Presentation Material

AI Generated Summary^{may contain errors}

Here is a summarized version of the content:

Identity and Purpose

The speaker demonstrates how to extract sensitive information from two folders, Idenentities (Sammy and Uami) containing system-assigned manager entity and user-assigned manager identities. This allows fetching of storage account keys and Azure tokens outside of the compute instance.

Malicious Activity vs Legitimate Activity

The speaker compares logs between legitimate and malicious activities, , showing that the logs are almost identical, AML workspace information can be fetched using a JWT token obtained from the system-assigned manager identity outside of the Azure boundary.
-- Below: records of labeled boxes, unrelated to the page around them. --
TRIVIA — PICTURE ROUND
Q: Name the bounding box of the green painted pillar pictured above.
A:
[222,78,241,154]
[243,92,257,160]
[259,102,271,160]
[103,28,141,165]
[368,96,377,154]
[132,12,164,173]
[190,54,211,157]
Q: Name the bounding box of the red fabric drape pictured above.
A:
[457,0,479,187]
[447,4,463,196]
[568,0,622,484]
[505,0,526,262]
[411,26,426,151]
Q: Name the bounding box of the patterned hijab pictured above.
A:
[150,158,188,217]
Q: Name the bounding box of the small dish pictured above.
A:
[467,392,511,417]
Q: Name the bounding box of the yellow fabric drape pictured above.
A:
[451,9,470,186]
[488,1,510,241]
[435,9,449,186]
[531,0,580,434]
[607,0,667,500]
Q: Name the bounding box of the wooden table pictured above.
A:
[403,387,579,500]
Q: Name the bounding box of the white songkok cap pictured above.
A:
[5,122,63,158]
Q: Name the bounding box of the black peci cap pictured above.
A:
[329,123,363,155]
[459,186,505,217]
The certificates used are valid for two years, requiring compute instance deletion to invalidate.

Takeaways

1. Enable cloud service logging and implement least privilege scoping for identities.
2. Defense in depth is crucial for cloud environments.
3. Threat modeling can help uncover design issues.
4. Set up environments using best practices, including private links and endpoints.
5. Monitor cloud environments for changes and perform regular security checks.
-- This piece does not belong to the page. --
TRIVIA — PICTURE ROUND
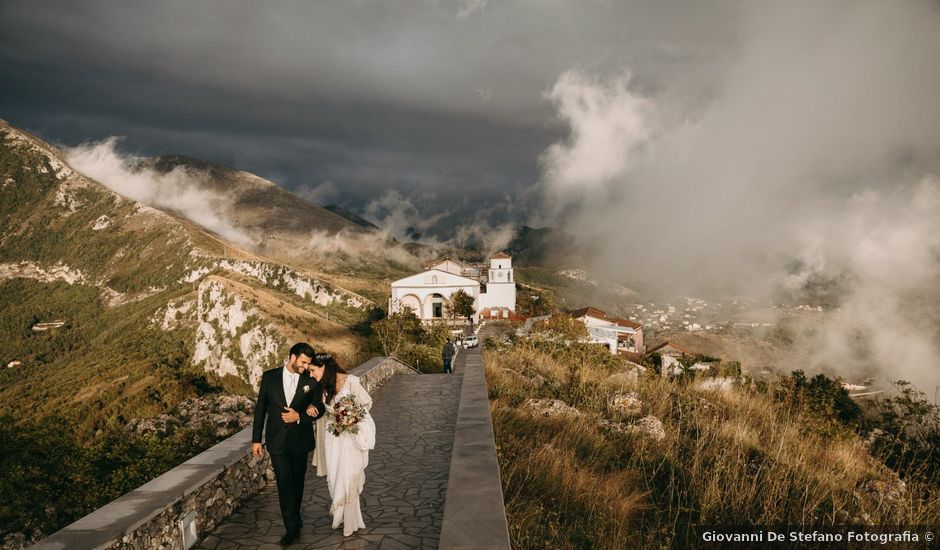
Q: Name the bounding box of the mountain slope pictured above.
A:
[0,121,370,437]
Machine Learning Environments

1. The integrity of artifacts (e.g., Jupiter notebooks) is critical in machine learning environments.
2. Use custom roles and policies to avoid overprivileging.
3. Leverage frameworks like Azure Threat Research Matrix and Storage Matrix.
4. Implement the Atlas framework for adversarial threat landscape in AI systems.

Conclusion

The speaker emphasizes the importance of securing cloud services, especially in machine learning environments, where threats can have significant consequences. By following best practices and implementing defense in depth, organizations can reduce the risk of exploitation.